Гуров смотрел на его разочарованное лицо и ждал. Станислав Васильевич звонил оперативникам из группы наблюдения. Если он обратился «Миша», значит, это старший группы, которая вела Астахова. Видимо, у того снова было железное алиби. Железобетонное.
Крячко наконец-то размешал чай, поднес чашку к губам и отхлебнул.
– Астахов, как ты понял, отпадает, – сказал он тихо и стал смотреть в темноту за окном. – Он вызвал шлюху из эскорта.
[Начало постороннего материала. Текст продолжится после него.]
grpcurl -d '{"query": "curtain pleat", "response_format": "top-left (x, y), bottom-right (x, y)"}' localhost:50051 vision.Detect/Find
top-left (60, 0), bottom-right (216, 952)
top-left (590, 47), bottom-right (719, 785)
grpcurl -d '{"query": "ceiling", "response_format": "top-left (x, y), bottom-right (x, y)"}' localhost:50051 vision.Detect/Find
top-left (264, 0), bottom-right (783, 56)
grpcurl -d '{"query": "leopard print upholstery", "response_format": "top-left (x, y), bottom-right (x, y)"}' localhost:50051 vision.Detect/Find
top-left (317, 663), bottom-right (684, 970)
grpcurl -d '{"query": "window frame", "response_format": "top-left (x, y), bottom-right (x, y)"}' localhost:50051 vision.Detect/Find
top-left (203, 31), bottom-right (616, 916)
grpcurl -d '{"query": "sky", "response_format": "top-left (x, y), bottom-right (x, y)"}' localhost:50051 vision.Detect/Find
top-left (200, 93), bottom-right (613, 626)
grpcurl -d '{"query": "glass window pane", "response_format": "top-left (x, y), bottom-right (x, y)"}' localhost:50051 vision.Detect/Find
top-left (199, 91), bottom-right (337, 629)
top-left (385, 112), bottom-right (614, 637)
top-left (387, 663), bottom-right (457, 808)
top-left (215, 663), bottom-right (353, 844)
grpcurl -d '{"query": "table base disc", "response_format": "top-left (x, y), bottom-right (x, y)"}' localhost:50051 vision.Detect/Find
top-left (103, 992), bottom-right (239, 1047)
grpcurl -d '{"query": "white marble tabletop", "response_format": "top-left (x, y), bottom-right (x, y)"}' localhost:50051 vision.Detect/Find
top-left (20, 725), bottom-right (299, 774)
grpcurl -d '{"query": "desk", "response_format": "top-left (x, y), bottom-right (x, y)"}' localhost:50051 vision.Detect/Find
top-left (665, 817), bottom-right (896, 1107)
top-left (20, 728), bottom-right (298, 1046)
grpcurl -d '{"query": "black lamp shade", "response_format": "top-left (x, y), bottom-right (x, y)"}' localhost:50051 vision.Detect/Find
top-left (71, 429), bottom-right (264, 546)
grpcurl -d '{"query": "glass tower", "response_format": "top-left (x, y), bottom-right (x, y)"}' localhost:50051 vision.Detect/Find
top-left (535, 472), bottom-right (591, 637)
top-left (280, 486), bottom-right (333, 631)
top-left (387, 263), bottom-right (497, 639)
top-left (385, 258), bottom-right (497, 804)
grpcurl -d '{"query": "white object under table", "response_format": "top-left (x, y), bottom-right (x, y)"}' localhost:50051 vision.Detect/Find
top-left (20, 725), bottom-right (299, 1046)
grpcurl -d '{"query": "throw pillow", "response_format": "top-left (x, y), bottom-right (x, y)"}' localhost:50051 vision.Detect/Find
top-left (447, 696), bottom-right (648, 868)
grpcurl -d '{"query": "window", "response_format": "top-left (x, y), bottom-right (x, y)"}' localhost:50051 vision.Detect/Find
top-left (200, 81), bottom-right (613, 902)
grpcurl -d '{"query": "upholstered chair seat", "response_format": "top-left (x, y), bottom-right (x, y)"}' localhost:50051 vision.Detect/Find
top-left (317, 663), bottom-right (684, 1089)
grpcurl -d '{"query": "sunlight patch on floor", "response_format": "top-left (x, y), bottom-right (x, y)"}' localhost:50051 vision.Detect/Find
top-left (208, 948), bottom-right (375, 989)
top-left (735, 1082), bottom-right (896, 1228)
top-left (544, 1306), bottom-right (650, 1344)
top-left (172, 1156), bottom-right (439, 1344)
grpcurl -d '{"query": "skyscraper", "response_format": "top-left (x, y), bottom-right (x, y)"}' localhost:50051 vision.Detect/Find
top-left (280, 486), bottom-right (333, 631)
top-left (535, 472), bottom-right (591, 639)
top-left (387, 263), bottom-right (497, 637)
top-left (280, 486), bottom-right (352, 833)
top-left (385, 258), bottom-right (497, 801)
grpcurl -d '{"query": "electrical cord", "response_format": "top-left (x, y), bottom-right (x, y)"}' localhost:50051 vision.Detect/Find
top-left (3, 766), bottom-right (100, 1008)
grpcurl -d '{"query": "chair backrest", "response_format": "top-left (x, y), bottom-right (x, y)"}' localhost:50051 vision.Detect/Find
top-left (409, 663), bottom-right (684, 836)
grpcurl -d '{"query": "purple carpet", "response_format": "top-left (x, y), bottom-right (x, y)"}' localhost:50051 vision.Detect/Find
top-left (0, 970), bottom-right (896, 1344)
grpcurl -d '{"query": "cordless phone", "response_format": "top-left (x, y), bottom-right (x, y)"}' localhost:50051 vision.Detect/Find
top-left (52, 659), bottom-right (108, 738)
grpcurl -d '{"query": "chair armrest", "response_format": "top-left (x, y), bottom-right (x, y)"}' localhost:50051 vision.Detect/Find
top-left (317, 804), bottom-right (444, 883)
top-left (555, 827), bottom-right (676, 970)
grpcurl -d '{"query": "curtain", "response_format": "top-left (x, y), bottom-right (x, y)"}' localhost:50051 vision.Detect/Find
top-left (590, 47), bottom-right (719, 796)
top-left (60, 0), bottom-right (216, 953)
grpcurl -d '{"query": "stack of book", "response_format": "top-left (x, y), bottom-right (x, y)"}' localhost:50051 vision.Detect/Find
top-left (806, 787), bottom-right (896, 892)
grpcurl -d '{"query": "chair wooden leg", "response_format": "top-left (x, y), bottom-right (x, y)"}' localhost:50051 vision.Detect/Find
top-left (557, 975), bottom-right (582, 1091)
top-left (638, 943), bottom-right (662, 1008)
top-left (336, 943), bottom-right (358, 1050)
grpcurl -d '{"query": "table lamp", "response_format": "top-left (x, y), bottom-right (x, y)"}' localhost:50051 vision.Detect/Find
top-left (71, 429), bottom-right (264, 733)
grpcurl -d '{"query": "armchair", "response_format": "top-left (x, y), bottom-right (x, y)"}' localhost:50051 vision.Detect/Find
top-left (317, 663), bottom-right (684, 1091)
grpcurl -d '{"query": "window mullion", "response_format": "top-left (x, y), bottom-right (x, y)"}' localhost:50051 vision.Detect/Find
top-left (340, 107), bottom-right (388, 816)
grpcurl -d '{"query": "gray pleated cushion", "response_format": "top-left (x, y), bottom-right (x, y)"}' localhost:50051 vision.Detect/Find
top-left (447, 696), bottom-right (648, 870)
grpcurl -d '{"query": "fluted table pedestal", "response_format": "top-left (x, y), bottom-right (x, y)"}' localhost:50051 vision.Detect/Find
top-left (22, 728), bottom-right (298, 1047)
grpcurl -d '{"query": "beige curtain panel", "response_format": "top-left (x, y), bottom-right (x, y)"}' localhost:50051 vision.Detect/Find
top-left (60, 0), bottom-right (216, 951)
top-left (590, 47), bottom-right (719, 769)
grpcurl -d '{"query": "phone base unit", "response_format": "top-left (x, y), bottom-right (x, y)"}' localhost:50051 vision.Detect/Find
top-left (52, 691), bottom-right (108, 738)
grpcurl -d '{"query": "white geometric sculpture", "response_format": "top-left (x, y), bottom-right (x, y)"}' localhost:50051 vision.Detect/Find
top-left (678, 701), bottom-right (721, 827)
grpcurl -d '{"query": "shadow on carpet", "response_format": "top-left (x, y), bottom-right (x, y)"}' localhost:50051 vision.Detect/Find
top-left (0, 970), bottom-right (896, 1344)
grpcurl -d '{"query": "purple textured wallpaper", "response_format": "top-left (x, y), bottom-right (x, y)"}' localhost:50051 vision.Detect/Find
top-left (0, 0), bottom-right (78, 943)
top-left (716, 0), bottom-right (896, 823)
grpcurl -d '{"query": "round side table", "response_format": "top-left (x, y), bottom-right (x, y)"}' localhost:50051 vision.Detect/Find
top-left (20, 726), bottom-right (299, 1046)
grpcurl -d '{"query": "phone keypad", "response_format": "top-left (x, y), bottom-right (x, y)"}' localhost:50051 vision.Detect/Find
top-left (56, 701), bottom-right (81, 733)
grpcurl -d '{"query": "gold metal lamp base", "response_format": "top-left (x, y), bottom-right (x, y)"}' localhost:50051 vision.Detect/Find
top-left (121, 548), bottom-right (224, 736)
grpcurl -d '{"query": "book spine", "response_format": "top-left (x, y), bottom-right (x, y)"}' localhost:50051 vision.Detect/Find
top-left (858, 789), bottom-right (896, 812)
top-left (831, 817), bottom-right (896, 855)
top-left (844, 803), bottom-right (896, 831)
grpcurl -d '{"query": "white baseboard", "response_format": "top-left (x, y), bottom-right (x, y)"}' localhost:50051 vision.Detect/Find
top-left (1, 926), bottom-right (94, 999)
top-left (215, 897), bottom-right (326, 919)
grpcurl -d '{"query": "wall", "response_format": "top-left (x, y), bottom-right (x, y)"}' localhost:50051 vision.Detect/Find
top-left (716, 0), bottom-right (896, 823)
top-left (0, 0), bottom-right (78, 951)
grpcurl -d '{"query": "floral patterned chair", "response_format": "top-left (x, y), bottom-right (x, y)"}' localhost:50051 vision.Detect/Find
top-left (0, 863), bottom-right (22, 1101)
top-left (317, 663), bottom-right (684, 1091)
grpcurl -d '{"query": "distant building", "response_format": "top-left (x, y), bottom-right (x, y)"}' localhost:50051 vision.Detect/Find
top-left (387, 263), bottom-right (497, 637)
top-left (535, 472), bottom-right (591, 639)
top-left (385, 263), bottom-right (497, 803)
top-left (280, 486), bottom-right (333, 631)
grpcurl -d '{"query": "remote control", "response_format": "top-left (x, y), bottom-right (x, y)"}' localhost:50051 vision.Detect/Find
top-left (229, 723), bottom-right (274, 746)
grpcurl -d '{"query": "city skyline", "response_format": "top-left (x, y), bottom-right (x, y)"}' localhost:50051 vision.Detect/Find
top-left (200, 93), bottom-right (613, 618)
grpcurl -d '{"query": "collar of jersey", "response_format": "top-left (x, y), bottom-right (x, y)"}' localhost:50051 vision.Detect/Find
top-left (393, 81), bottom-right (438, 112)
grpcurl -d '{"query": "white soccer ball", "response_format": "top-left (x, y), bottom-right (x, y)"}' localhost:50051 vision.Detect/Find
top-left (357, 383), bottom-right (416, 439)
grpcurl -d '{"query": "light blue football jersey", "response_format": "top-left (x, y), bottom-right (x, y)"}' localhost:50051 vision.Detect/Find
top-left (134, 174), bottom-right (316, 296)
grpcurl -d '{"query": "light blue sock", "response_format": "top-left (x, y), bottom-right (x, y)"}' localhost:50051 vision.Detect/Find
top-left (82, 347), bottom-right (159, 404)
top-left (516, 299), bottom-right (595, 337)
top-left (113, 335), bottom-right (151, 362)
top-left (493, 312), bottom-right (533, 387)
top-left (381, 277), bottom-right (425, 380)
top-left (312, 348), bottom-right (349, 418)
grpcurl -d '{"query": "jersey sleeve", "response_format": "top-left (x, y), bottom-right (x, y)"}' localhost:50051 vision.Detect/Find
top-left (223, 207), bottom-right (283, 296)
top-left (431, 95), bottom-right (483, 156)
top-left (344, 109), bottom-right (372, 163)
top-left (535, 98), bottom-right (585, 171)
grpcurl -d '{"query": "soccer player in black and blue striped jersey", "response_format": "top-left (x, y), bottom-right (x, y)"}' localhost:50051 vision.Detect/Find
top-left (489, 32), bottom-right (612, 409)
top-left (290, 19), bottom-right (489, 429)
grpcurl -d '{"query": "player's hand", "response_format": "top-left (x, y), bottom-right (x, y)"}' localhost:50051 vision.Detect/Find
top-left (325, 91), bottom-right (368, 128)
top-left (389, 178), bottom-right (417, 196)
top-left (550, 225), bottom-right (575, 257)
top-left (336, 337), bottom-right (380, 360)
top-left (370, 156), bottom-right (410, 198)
Ее на машине привезли к нему домой. Охранник поднимался с ней, потом спустился и уехал. Все как обычно. Астахов вышел с ней только утром, сам посадил девицу в машину, а потом отправился на работу. Я, честно говоря, рассчитывал на него.
На столе снова зазвенел телефон. Крячко демонстративно отвернулся, попивая горячий чай.
– Лев Иванович! – послышался голос Кулакова. – А Ревякин-то в больнице!..
– Что? Какого черта? Какая больница?
– Вообще-то, травматология. Сложный перелом голени. Его машина сбила на переходе возле офиса. Мы с Рязанцевым проверили и время поступления, и регистрацию в ГИБДД, и карточку в больнице. С лечащим врачом говорили. Можем рентгеновский снимок привезти. Самое интересное, что он нас винит в своем несчастье.
– Когда это случилось?
– Вчера утром. Он на работу приехал, машину припарковал напротив и пошел через дорогу. А тут блондинка за рулем. Он говорит, что мы его так расстроили своими допросами и подозрениями, что он не выспался, стал рассеянным, весь ушел в себя. Вот и попал под машину.
Гуров положил трубку, некоторое время сидел молча и глядел на Крячко, потом тоскливо заметил:
– А Букин все это время сидел в СИЗО. Стас, кто у нас по улицам ходит с армейским ножом и режет бомжей, а иногда и приличных людей?
– Где-то мы что-то пропустили, Лев Иванович. Не бывает так. Пока мы ждем опознания трупа, а опера прорабатывают связи, нам все равно не спать. Давай и мы пробежим все с самого начала. Слишком уж стройное у нас получилось здание. А где-то в нем обязательно есть неправильный кирпич.
– Давай, – согласился Гуров, подошел к дивану, уселся, удобно откинулся на спинку и заложил руки за голову. – Итак…
– Маша, привет! – Гуров замахал рукой, увидев жену, подошедшую к окну. – Ты еще не собралась?
Маша открыла окно, высунула голову, опершись локтями о подоконник, и крикнула:
– Нам собраться – только подпоясаться. Я же не была уверена, что ты приедешь меня сегодня забирать.
– Как? – трагично воскликнул Гуров. – Ты не была уверена в своем муже?.. – Он хотел добавить еще что-то в театральной манере, но тут из-за угла вышли две женщины и двинулись по парковой аллее.
Лев Иванович замолчал, развел руками и поспешил внутрь. Гуров страшно не выспался, но хорошо знал себя. Если увлечься каким-то делом, просто не расслабляться, то до вечера он вполне мог сохранять нормальную работоспособность. Глаза вот выдают, конечно, красные становятся от бессонных ночей.
Взбежав на административный этаж, Гуров пошел к кабинету главного врача. Иноземцев был у себя. Он со смаком, с большим удовольствием отчитывал кого-то.
«Обстоятельный человек!» – подумал Гуров, слушая за дверью, как Георгий Николаевич песочил какую-то женщину, явно в чем-то провинившуюся.